Rwanda faces the risk of a maize shortage due to farmers hoarding their produce partly fuelled by speculation.
Meanwhile, it remains difficult to import additional supply from the region to fill the gap.
Yet official figures from the Ministry of Agriculture and Animal Resource show that maize production in the last year increased to 424,204 tonnes from the 357,665 tonnes the previous year.
However, the current production is not sufficient to meet growing local demand for home consumption and for use as a raw material by local industries.
Rwanda Today has learnt that the situation may worsen in the coming months as stocks reduce. According to local processors and dealers in maize, the price of the commodity is steadily going up countrywide.
While there has been an artificial shortage created by shrewd farmers and dealers who hoard the maize in anticipation of better prices, with import supply now limited, maize prices are expected to increase faster than expected.
Maize is not only a staple for most Rwandans, but it is also used as a raw material by several manufacturers especially of beer.
“The prices of maize have risen steeply and are continuing to go up,” said Moses Ndayisenga who is in charge of quality assurance and buying maize in Minimex Rwanda.
According to Minimex Ltd, the country largest producer of fine maize products, locally-produced high quality maize was going for Rwf260 per kilo three weeks ago.
Currently, the price has gone up to Rwf290. Low quality maize which was going for Rwf220 per kilo has jumped to Rwf250 per kilo.
Maize dealers partly attribute the shortage to limited supply of imports from neighbouring countries following trade disruption as a result of ongoing works at Gatuna border and the standoff between Uganda and Rwanda, which has affected regional trade.
“Local supplies are the only available source for maize we have, as the imports from Ugan- da are no longer coming in due to the border issues and Tanzanian imports are not meeting the standards,” said Mr Ndayisenga, adding that the situation is likely to get worse if conditions do not change.
“We foresee that by mid- May, the price of maize could jump to Rwf300 per kilo,” added Mr Ndayisenga.
Data from the Eastern Africa Grain Council, the regional Agriculture Trade Intelligence Network, shows that maize prices in local markets across the country have gone up.
The Eastern Africa Crop Monitor Bulletin shows that on average, the price of maize has been increasing since last year as a kilo was being sold for below Rwf120 per kilo in some local market places.
The bulletin shows that a kilo of maize was being sold for Rwf118 in Rubavu market; Rwf219 in Bugesera District and Rwf195 in Rusizi District.
Dealers say that even the Tanzania maize imports of Rwf300 per kilo, which could rescue the situation are not well dried, which adds to their price as it costs around Rwf40 per kilo to dry them.
However, last week Cassien Karangwa, director of Internal Trade at the Ministry of Trade and Industry said the government is aware of the shortage and is addressing it, but added that the situation has not reached an alarming level.
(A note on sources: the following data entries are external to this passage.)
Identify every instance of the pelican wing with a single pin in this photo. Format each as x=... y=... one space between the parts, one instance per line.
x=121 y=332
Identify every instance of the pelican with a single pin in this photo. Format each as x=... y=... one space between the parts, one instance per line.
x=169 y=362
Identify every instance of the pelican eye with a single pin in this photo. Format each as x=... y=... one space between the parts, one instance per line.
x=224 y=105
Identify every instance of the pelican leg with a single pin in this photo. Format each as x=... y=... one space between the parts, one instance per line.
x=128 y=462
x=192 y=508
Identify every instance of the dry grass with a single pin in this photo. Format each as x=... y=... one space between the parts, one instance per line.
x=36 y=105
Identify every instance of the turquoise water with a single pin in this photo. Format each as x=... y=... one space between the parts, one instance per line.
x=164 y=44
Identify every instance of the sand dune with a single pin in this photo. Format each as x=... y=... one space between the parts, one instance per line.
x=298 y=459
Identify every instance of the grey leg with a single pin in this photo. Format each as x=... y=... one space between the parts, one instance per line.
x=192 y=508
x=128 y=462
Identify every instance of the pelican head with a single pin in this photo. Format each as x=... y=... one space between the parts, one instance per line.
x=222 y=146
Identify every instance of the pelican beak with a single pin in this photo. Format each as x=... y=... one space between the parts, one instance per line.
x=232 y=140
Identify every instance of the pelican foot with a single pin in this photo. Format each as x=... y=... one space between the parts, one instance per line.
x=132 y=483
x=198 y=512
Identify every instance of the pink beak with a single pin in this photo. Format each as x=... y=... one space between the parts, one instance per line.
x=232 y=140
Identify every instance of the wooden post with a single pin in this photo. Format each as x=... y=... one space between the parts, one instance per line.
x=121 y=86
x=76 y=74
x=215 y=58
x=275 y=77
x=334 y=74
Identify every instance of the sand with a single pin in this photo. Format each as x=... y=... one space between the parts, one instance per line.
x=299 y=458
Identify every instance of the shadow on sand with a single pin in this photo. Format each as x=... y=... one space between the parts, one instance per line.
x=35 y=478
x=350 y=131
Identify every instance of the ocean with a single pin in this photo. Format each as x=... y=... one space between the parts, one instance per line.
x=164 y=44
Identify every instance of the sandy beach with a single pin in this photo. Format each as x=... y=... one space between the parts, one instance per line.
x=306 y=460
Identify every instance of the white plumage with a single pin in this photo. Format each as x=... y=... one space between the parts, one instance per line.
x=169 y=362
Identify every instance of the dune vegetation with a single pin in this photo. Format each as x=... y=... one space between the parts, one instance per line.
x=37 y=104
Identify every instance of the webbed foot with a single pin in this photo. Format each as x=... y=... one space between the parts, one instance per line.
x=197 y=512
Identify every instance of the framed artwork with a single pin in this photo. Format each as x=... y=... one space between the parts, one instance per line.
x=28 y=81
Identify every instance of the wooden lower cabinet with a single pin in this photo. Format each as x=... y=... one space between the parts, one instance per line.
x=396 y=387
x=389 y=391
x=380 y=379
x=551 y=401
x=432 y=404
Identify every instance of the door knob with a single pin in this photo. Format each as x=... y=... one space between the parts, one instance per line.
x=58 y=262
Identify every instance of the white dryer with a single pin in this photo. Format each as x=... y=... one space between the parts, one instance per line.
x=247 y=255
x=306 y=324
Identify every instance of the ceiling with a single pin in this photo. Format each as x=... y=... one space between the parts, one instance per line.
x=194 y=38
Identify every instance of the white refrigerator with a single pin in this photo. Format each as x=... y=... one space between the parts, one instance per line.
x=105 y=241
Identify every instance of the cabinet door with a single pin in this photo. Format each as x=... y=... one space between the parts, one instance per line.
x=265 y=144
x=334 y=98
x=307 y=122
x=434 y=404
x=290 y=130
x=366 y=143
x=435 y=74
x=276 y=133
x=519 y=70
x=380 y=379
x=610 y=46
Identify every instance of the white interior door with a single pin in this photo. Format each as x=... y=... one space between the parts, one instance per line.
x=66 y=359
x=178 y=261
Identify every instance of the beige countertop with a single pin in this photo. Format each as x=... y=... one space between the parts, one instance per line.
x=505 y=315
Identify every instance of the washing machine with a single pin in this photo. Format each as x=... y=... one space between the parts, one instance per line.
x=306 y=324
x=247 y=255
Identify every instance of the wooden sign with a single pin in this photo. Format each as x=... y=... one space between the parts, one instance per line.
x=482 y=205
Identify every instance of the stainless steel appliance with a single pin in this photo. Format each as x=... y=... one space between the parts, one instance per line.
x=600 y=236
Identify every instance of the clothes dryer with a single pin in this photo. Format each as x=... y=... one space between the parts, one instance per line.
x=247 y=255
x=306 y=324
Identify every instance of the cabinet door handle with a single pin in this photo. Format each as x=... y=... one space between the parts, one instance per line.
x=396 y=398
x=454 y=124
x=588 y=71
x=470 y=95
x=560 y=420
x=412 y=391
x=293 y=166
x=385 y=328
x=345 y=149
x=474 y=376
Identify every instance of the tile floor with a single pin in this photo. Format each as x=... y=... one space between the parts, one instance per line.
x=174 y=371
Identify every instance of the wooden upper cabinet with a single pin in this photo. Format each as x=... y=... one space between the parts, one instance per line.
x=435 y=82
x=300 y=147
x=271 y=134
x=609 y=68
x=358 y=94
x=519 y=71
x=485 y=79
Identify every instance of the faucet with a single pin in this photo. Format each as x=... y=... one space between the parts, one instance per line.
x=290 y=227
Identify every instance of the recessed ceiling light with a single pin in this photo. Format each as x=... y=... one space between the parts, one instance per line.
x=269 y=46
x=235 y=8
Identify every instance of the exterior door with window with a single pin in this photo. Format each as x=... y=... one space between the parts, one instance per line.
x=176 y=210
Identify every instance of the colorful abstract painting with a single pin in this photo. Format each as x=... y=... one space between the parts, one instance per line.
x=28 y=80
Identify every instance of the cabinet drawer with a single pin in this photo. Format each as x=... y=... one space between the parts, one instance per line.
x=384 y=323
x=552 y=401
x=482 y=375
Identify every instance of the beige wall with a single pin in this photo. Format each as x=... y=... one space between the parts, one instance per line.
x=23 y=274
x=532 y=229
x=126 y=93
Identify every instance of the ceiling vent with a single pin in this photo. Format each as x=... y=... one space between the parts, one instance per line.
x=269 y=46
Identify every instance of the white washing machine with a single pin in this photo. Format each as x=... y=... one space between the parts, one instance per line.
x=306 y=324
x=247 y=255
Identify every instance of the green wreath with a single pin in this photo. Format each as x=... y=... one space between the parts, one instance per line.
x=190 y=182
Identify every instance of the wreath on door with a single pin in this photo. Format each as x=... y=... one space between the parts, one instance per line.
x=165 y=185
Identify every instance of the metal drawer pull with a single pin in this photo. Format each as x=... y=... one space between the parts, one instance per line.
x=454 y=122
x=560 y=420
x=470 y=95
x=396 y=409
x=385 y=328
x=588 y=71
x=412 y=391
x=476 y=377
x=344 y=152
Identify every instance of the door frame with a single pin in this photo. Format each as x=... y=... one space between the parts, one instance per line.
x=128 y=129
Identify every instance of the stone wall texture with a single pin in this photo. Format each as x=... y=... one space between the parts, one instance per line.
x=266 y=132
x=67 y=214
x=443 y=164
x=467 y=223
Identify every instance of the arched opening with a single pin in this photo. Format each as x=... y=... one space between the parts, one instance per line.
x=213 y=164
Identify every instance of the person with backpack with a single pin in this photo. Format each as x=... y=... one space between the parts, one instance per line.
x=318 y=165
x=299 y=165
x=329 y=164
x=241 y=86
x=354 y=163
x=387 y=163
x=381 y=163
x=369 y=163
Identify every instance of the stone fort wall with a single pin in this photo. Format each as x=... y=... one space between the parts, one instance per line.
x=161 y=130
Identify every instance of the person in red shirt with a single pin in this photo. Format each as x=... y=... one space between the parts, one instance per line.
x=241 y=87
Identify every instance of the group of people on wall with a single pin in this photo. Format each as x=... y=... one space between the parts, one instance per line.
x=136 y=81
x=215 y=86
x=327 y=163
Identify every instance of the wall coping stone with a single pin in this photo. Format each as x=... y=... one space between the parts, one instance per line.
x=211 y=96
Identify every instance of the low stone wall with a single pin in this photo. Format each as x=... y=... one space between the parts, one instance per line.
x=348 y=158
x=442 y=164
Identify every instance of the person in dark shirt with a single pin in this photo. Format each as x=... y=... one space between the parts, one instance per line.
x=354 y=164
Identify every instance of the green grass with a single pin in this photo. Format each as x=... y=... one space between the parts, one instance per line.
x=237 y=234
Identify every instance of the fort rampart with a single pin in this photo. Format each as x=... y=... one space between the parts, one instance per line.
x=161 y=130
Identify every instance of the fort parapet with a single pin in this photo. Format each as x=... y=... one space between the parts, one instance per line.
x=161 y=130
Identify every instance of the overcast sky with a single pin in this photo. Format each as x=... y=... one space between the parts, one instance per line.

He also attributed the shortage to bad weather.
“The issue is not alarming but we are working to see that ar- eas with shortages get access to imported supplies from neighbouring countries or districts with bumper harvests,” said Mr Karangwa.
He added that, “Countrywide there is a shortage of maize due to bad weather.” “Apart from the bad weather, farmers have decided to take advantage of the situation by hoarding available supplies in a bid to sell for higher prices,” said Mr Karangwa.
“Exports to Rwanda from Uganda and Tanzania were above average because of a structural deficit in production amid growing demand for maize and flour for domestic consumption and re-exports to eastern Democratic Republic of Congo,” said the Regional Cross Border Trade Bulletin.
The reports shows that that Tanzanian exports to Rwanda increased by 186 per cent in the last quarter of 2018 compared with the previous quarter.